Calcium gluconate tablets 500 mg blister No. 10




Instructions Calcium gluconate tablets 500 mg blister No. 10
Composition
active ingredient: calcium gluconate.
1 tablet contains calcium gluconate in terms of 100% substance – 500 mg;
excipients: potato starch, croscarmellose sodium, talc, calcium stearate.
Dosage form
Pills.
Main physicochemical properties: white, flat-cylindrical tablets, with a score and a bevel.
Pharmacotherapeutic group
Calcium preparations.
ATX code A12A A03.
Pharmacological properties
Pharmacodynamics
Calcium gluconate is a calcium salt of gluconic acid containing 9% calcium. Calcium ions are involved in the transmission of nerve impulses, contraction of smooth and skeletal muscles, myocardial function, and blood clotting processes; they are necessary for the formation of bone tissue and the normal functioning of other systems and organs. The concentration of calcium ions in the blood decreases in many pathological processes; severe hypocalcemia contributes to the occurrence of tetany. Calcium gluconate, in addition to eliminating hypocalcemia, reduces vascular permeability, has anti-allergic, anti-inflammatory, hemostatic effects, and also reduces exudation. Calcium ions are a plastic material for the skeleton and teeth, participate in various enzymatic processes, regulate the speed of nerve impulse conduction and the permeability of cell membranes. Calcium ions are necessary for the process of neuromuscular transmission, to maintain the contractile function of the myocardium. Unlike calcium chloride, calcium gluconate has a weaker local irritant effect.
Pharmacokinetics
When taken orally, calcium gluconate is partially absorbed, mainly in the small intestine. The maximum concentration in blood plasma is reached after 1.2–1.3 hours. The half-life of ionized calcium from blood plasma is 6.8–7.2 hours. Penetrates the placental barrier and into breast milk. Excreted from the body with urine and feces.
Indication
Diseases accompanied by hypocalcemia, increased permeability of cell membranes, impaired conduction of nerve impulses in muscle tissue. Hypoparathyroidism (latent tetany, osteoporosis), impaired vitamin D metabolism (rickets, spasmophilia, osteomalacia), hyperphosphatemia in patients with chronic renal failure. Increased need for calcium (period of intensive growth in children and adolescents, pregnancy, breastfeeding), insufficient Ca2+ content in food, impaired metabolism in the postmenopausal period, bone fractures. Increased excretion of Ca2+ (prolonged bed rest, chronic diarrhea, hypocalcemia with prolonged use of diuretics, antiepileptic drugs, glucocorticosteroids). In complex therapy: bleeding of various etiologies, allergic diseases (serum sickness, urticaria, scurvy syndrome, pruritic dermatoses, angioedema); bronchial asthma, dystrophic alimentary edema, pulmonary tuberculosis, eclampsia, parenchymal hepatitis, toxic liver lesions, nephritis. Poisoning with magnesium salts, oxalic acid, soluble salts of hydrofluoric acid (when interacting with calcium gluconate, insoluble and non-toxic calcium oxalate and calcium fluoride are formed).
Contraindication
Hypersensitivity to the components of the drug, hypercalcemia, severe hypercalciuria, hypercoagulation (increased blood clotting), tendency to thrombosis, severe atherosclerosis, nephrourolithiasis (calcium), severe renal failure, sarcoidosis, taking digitalis preparations.

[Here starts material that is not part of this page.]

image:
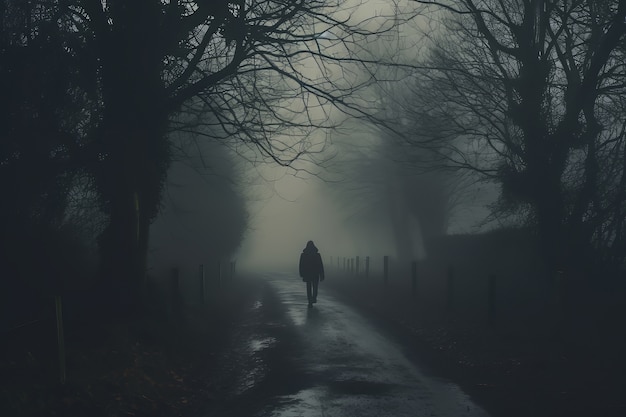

Interaction with other medicinal products and other types of interactions
The drug slows down the absorption of estramustine, etidronate and other bisphosphonates, quinolones, tetracycline antibiotics, oral iron preparations and fluoride preparations (the interval between their administrations should be at least 3 hours). Calcium gluconate reduces the bioavailability of phenytoin. When taken simultaneously with vitamin D or its derivatives, calcium absorption increases. Cholesterolamine reduces calcium absorption in the digestive tract. When the drug is used together with cardiac glycosides, the cardiotoxic effects of the latter are enhanced. Glucocorticosteroids reduce calcium absorption. When combined with thiazide diuretics, the risk of hypercalcemia increases. The drug may reduce the effect of calcitonin in hypercalcemia, the bioavailability of phenytoin, the effect of calcium channel blockers. When used simultaneously with quinidine, intraventricular conduction may slow down and quinidine toxicity may increase.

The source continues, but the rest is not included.